V.10, specifically, is a reference to the prophet Hosea, who was prophesying during the first exile to which Peter compares his present time. After Judah and Israel fell and went into exile, Hosea prophesied what was then unthinkable, that God wouldn’t abandon his children, but rather he would gather them from their exile and bring them home. Hosea assured God’s people that despite all seeming, God was faithful to love and care for his children even in exile.
Church, God is faithful to us in exile. Even in these difficult times of really feeling exiled, away from our church and away from our community, he’s faithful to us.

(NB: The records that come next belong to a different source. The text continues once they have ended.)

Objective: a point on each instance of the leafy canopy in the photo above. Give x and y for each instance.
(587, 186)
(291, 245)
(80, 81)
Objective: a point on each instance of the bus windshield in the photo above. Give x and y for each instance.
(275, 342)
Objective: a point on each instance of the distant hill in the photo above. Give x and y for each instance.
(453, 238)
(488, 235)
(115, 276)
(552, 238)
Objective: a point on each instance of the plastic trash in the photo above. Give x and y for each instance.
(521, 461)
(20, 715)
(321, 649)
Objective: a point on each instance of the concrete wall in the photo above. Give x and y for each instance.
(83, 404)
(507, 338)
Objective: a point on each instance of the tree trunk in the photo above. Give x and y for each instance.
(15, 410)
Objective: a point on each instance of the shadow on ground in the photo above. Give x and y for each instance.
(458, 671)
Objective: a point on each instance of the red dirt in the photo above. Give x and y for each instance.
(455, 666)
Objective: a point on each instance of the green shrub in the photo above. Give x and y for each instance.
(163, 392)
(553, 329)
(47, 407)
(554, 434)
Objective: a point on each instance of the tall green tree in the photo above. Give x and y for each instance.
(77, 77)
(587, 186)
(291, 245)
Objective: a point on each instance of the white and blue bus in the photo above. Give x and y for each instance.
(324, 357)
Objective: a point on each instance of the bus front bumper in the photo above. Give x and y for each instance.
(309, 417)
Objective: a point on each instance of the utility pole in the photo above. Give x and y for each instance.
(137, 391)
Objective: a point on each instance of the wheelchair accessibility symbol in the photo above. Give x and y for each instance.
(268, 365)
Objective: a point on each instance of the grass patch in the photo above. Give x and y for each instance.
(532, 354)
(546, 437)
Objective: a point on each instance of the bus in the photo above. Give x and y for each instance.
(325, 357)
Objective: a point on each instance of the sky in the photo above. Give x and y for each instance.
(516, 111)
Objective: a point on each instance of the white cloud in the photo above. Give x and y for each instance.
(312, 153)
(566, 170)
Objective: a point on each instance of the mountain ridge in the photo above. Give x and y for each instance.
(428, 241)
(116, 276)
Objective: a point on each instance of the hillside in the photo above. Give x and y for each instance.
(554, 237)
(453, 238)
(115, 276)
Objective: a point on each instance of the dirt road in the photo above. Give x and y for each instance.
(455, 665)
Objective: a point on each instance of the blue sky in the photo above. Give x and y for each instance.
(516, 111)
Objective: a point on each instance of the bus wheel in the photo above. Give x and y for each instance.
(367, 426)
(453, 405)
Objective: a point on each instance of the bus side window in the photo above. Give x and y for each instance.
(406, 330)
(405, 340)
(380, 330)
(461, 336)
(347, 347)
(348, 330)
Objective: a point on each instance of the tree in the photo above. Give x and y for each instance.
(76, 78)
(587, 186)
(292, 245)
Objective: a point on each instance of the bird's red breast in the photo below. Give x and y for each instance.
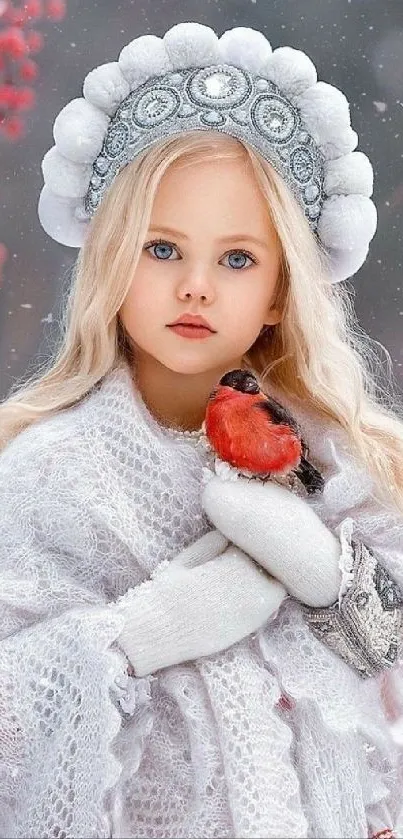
(240, 431)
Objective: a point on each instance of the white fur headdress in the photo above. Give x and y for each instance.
(235, 84)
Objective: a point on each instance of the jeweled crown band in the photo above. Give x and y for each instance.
(227, 99)
(235, 84)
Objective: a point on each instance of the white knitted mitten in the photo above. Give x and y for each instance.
(281, 532)
(203, 601)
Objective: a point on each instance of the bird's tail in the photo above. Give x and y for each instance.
(309, 476)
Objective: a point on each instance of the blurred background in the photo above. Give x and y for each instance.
(356, 45)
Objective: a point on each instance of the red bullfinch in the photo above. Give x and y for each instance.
(252, 431)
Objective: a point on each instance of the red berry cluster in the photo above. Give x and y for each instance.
(18, 43)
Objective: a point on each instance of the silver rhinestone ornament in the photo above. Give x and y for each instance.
(227, 99)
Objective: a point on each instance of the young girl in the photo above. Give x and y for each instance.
(182, 655)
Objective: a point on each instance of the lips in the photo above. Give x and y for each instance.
(192, 320)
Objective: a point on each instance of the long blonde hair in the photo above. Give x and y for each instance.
(317, 353)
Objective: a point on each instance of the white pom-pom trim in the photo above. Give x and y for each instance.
(57, 217)
(347, 222)
(79, 131)
(245, 48)
(326, 115)
(106, 87)
(344, 264)
(63, 177)
(352, 173)
(348, 218)
(291, 70)
(143, 58)
(191, 45)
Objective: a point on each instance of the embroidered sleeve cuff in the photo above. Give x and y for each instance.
(365, 625)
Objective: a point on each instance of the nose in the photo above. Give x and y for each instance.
(196, 284)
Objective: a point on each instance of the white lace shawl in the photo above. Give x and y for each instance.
(91, 501)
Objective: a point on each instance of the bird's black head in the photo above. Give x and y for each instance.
(241, 380)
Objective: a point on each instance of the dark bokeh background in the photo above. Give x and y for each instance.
(356, 45)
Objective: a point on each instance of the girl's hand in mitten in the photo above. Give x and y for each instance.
(281, 532)
(203, 601)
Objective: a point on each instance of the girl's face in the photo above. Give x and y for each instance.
(211, 250)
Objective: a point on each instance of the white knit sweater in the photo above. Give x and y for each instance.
(91, 501)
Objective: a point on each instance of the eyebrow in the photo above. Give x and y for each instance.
(238, 237)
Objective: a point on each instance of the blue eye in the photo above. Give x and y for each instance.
(163, 246)
(166, 249)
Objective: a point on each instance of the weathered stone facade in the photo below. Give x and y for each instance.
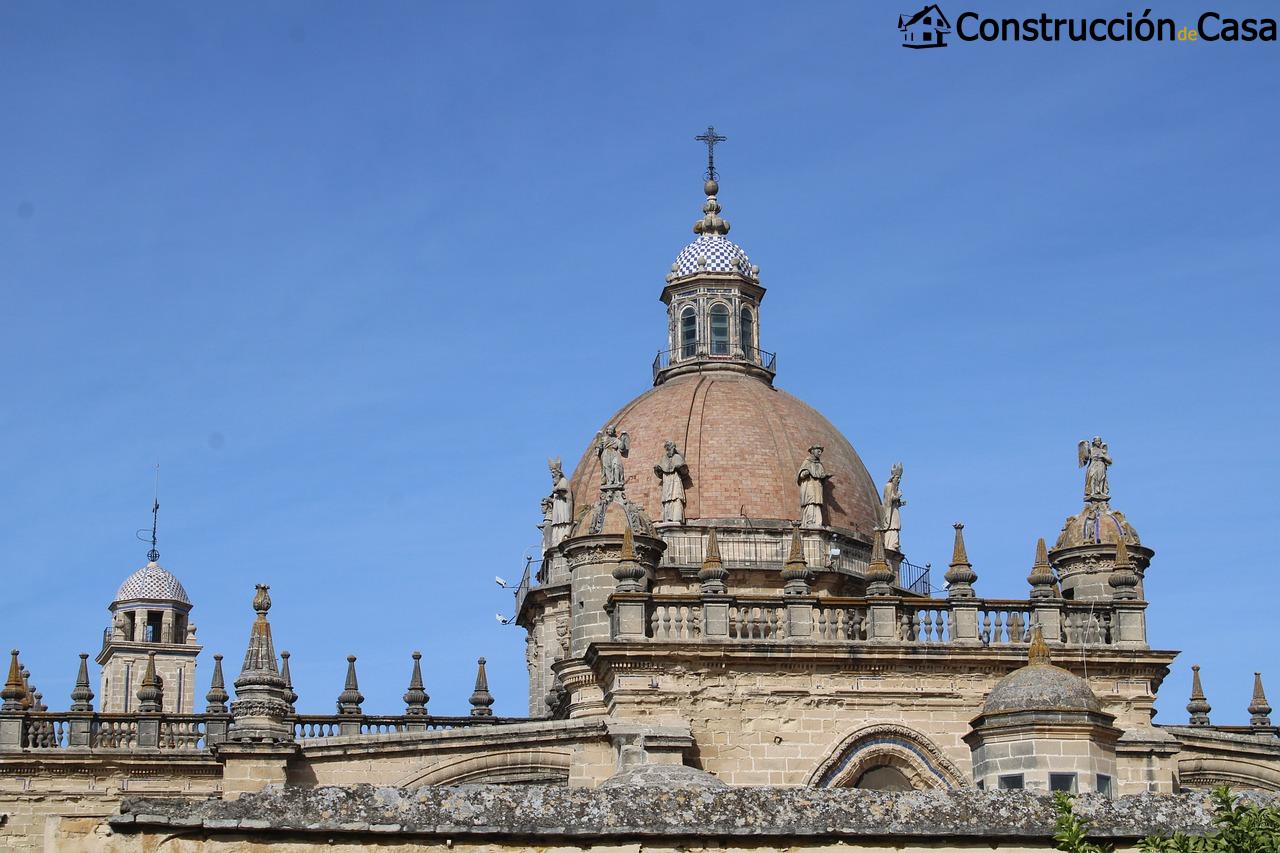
(716, 679)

But even as we reopen and leave our houses, we’ll still be exiles, learning what to do in this culture that’s not entirely our own. God is working, always, in and amongst us to fulfill his promises to redeem and restore the world back from sin.
So if you’ve realized today that you’ve not lived as an exile, that you’ve completely withdrawn from the world or completely lost yourself in it, know that our father is calling you back to center, calling you home, calling you to that third way, and he offers you mercy and a people where before you were without.
Or if you’ve realized today that your book hasn’t had anyone come into it yet to reveal the magical world around you, please let me be the one to encourage you: open your eyes. God is working all around us, and he makes our world one of beauty and wonder. If you pray to our Father, and admit to yourself that there is something more than this world, he is faithful to save you from all of the sin and brokenness in your life. It’s not wish fulfillment, but the source and answer to everything you’ve always wished and couldn’t even express.
The rest of this book is going to teach us what it looks like to live as exiles. As we find meaningful ways to engage the world around us, I pray that we would do so in humility and in unity. I am eager, I am excited to go through the rest of this book with you, because this is one of those good books that opens our eyes to the reality around us. There are hard days ahead of us, but our God is faithful to see us through. Pray with me.